TRAVERSE CITY, MICH. - The U.S. auto industry is in fundamentally good shape, but sales should remain flat or only slightly higher through the remainder of the decade, a leading auto analyst said. ``We're going essentially into a no-growth business,'' said John A. Casesa, managing director of Schroder Wertheim & Co. of New York.
The implications of a flat market with increasingly competitive players means more big changes in the auto industry.
``I think there's going to be a lot more restructuring going forward,'' he said.

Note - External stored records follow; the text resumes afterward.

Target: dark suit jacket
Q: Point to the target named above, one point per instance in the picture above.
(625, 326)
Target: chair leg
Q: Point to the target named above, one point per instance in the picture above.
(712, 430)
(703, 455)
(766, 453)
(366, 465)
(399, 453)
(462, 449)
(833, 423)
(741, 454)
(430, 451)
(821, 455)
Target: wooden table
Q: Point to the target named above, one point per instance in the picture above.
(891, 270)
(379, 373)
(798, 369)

Casesa, a former General Motors Corp. product planner, said the April slide in auto sales was probably an interruption in a long, cyclical upturn in sales that began about three years ago. He made his comments Aug. 11 at the University of Michigan Management Briefing Seminars in Traverse City.
Sales increased 20.3 percent in 1991-94, far below the 49.2 percent increase during the last upturn in 1982-85. To Casesa, that suggests more growth ahead in the current cycle.
He also said operating cashflow among the Big Three was improving greatly and could reach a combined annual total of $22 billion by 1997. That compares with a current estimate of slightly more than $8 billion in 1995. The cash flow surge should allow the Big Three to invest in more new products.
``The conditions are going to get a lot tougher,'' Casesa said.
Vehicle sales still are strongly linked to consumer sentiment indicators.
Recent results from the University of Michigan Survey of Consumers, released at the Traverse City conference, show that the recent slump in auto sales is over.
Moreover, sales in 1996 are expected to remain in the same favorable 15 million unit range as in 1994-95, said Richard Curtin, director of the consumer surveys.
The school's Index of Consumer Sentiment averaged 92.3 last year and 93.2 through the first seven months of 1995. That translates into continued growth in auto sales, albeit at a lower rate.
``The data has led me to the conclusion that while the size of potential unmet demand will continue to support modest growth in the decade ahead, the rate of growth in the vehicle stock will remain in the 2 percent range rather than the 4 percent range recorded in decades past,'' Curtin said.